Introduction
Overview
Yirgacheffe is a Python library that provides a declarative way of working with geospatial data, taking care of all the tedious tasks of aligning rasters, rasterizing polygons, and dealing with memory management and other hardware management issues. You can think of it as numpy or pandas but for geospatial data. Here's a quick example of calculating a species Area Of Habitat using Yirgacheffe:
import yirgaceffe as yg
with (
yg.read_raster("habitats.tif") as habitat_map,
yg.read_raster('elevation.tif') as elevation_map,
yg.read_shape('species123.geojson') as range_map,
):
refined_habitat = habitat_map.isin([...species habitat codes...])
refined_elevation = (elevation_map >= species_min) && (elevation_map <= species_max)
aoh = refined_habitat * refined_elevation * range_polygon * area_per_pixel_map
print(f'Area of habitat: {aoh.sum()}')
Installation
Yirgacheffe is available via pypi, so can be installed with pip for example:
Basic features
Layers
They main unit of data in Yirgacheffe is a "layer", which wraps either a raster dataset or polygon data, and then you can do work on layers without having to worry (unless you choose to) about how they align. Yirgacheffe will automatically infer if you want to do an intersection of maps or a union of the maps based on the operators you use (see below for a full table). You can explicitly override that if you want.
Expressions on layers
Rather than working with arrays of pixel values as you would with say GDAL, Yirgacheffe lets you directly operate on layers without having to worry about reading and writing the individual values within.
Lazy loading and evaluation
Yirgacheffe uses a technique from computer science called "lazy evaluation", which means that only when you resolve a calculation will Yirgacheffe do any work. So in the first code example given, the work is only calculated when you call the sum()
method. All the other intermediary results such as refined_habitat
and refined_elevation
are not calculated either until that final sum()
is called. You could easily call sum on those intermediaries if you wanted and get their results, and that would cause them to be evaluated then.
Similarly, when you load a layer, be it a raster layer or a vector layer from polygon data, the full data for the file isn't loaded until it's needed for a calculation, and even then only the part of the data necessary will be loaded or rasterized.
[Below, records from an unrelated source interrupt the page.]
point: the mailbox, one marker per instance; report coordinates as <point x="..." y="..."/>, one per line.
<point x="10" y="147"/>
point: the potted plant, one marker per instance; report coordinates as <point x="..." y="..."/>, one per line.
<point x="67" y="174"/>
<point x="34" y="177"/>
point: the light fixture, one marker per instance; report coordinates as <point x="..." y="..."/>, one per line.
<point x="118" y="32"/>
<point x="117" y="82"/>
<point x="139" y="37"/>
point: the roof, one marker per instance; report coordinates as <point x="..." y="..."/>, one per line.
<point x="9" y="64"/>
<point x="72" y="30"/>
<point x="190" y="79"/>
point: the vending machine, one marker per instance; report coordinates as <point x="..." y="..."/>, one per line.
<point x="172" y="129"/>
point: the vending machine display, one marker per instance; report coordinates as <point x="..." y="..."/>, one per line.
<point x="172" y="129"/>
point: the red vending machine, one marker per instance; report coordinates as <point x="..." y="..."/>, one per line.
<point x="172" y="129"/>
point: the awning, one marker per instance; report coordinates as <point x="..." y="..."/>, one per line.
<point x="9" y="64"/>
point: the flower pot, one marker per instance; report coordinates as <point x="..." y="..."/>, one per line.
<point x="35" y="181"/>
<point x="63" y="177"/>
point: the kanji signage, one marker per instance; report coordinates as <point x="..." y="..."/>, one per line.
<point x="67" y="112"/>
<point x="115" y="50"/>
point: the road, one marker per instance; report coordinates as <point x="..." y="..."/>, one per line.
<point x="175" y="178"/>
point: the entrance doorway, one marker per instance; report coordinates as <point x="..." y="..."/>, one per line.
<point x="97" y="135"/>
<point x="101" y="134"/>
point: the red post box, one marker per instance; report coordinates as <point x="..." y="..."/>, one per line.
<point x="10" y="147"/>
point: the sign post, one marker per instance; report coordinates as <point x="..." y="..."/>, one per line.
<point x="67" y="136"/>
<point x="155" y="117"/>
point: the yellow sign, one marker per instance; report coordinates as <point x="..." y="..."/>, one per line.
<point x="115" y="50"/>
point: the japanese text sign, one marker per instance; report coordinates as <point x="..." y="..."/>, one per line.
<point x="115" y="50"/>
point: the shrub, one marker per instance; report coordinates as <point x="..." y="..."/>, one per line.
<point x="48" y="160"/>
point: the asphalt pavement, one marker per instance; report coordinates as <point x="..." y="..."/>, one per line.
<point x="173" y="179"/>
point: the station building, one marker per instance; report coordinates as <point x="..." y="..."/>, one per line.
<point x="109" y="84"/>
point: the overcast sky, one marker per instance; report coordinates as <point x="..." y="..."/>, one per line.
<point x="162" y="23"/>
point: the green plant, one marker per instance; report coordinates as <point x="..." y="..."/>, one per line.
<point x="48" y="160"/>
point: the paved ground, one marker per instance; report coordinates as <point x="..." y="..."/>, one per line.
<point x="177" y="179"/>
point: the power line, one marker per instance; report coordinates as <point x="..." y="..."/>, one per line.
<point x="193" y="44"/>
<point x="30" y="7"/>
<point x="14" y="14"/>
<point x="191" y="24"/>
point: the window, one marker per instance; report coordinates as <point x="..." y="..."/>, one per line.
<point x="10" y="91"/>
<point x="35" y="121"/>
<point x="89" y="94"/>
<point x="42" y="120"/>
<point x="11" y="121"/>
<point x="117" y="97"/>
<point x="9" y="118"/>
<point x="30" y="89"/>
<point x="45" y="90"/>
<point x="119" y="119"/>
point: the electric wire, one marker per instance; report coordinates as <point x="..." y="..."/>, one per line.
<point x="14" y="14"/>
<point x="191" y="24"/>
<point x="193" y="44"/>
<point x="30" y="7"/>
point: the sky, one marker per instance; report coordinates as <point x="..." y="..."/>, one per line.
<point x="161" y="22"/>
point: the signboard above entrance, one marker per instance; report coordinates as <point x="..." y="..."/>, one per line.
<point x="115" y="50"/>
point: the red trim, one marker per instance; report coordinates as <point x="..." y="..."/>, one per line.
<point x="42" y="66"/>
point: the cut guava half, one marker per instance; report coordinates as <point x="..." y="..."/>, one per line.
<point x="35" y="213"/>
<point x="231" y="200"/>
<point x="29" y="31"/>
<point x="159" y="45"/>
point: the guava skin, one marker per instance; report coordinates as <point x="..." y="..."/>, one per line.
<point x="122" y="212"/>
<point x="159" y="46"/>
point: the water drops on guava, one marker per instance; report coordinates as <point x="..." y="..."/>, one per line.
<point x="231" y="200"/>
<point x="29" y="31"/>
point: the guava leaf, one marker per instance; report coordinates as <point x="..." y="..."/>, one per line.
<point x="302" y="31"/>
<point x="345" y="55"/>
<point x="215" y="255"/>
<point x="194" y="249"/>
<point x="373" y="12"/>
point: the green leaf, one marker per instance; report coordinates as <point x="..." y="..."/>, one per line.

Furthermore, Yirgacheffe will load the data in chunks, letting you work with rasters bigger than those that would otherwise fit within your computer's memory.
Automatic expanding and contracting layers
When you load raster layers that aren't of equal geographic area (that is, they have a different origin, size, or both)then Yirgacheffe will do all the math internally to ensure that it aligns the pixels geospatially when doing calculations.
If size adjustments are needed, then Yirgacheffe will infer from the calculations you're doing if it needs to either crop or enlarge layers. For instance, if you're summing two rasters it'll expand them to be the union of their two areas before adding them, filling in the missing parts with zeros. If you're multiplying or doing a logical AND of pixels then it'll find the intersection between the two rasters (as areas missing in one would cause the other layer to result in zero anyway).
Direct access to data
If doing per-layer operations isn't applicable for your application, you can read the pixel values for all layers (including VectorLayers) by calling read_array
similarly to how you would for GDAL.
Parallel saving
There is a parallel version of save that can use multiple CPU cores at once to speed up work, that is added as an experimental feature for testing in our wider codebase, which will run concurrently the save over many threads.
GPU support
Yirgacheffe has multiple backends, with more planned. Currently you can set the YIRGACHEFFE_BACKEND
environmental variable to select which one to use. The default is NUMPY
:
NUMPY
: CPU based calculation using numpyMLX
: Apple/Intel GPU support with CPU fallback based on MLX
Note that GPU isn't always faster than CPU - it very much depends on the workload, so testing your particular use-case is important.
About
Yirgacheffe was created by Michael Dales whilst working on multiple geospatial projects as a way to hide the boilerplate associated with working with large raster and polygon geospatial datasets.
The code for Yirgcheffe is available on Github.